L'incendie de l'Avenue du Pont était bel et bien criminel

L'incendie de l'Avenue du Pont était bel et bien criminel
Dès le lendemain de l'incendie

TRAFIC DE STUPÉFIANTS. Une partie du voile est levé sur l’incendie qui a détruit quatre commerces de l’Avenue du Pont Sud, dans la nuit du 23 au 24 février dernier.

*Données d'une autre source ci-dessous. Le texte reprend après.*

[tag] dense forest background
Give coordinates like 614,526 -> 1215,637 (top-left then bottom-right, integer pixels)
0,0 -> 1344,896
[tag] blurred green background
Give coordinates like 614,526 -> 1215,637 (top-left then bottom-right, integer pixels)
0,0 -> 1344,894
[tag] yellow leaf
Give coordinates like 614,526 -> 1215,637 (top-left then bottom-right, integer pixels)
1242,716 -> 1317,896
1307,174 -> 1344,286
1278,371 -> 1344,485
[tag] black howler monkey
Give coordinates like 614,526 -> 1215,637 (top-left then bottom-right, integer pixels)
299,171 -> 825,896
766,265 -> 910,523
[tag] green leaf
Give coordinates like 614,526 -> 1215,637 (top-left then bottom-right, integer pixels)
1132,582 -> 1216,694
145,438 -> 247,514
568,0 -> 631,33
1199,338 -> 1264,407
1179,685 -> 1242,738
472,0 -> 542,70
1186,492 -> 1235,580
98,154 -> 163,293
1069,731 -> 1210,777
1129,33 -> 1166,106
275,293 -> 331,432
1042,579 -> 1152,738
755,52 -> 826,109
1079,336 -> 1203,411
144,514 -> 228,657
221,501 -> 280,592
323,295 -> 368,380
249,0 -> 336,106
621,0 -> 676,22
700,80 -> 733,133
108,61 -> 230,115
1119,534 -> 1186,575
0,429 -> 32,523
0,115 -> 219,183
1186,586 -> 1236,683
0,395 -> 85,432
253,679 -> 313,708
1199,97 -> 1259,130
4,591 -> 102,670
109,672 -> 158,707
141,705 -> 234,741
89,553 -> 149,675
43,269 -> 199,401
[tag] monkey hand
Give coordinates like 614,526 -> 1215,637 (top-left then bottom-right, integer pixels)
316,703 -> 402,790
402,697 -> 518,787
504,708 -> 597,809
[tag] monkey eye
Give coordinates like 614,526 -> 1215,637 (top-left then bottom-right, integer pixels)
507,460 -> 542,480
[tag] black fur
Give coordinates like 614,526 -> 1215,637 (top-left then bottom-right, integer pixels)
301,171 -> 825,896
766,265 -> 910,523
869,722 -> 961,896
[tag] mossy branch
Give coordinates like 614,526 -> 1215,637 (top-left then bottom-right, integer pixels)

Un individu relié à un des établissements incendié était en conflit avec les Hells Angels pour la vente de stupéfiants sur le territoire et le groupe criminalisé a ainsi servi un sérieux avertissement avec malheureusement les dommages collatéraux pour les trois autres commerces incendiés.

Cette information vient à jour quelque deux mois après l’incendie et directement en relation avec la frappe policière de mercredi dans la région et ailleurs au Québec.

Une enquête initiée par l’Escouade régionale mixte au Saguenay—Lac-Saint-Jean sur le trafic de la drogue dans la région est à l’origine de cette intervention policière baptisée « Opération Macaque ».

Les frappes policières ont eues lieu dans la région et dans le secteur de Montréal en relation avec tout un réseau d’approvisionnement en drogue et sa distribution dans la région.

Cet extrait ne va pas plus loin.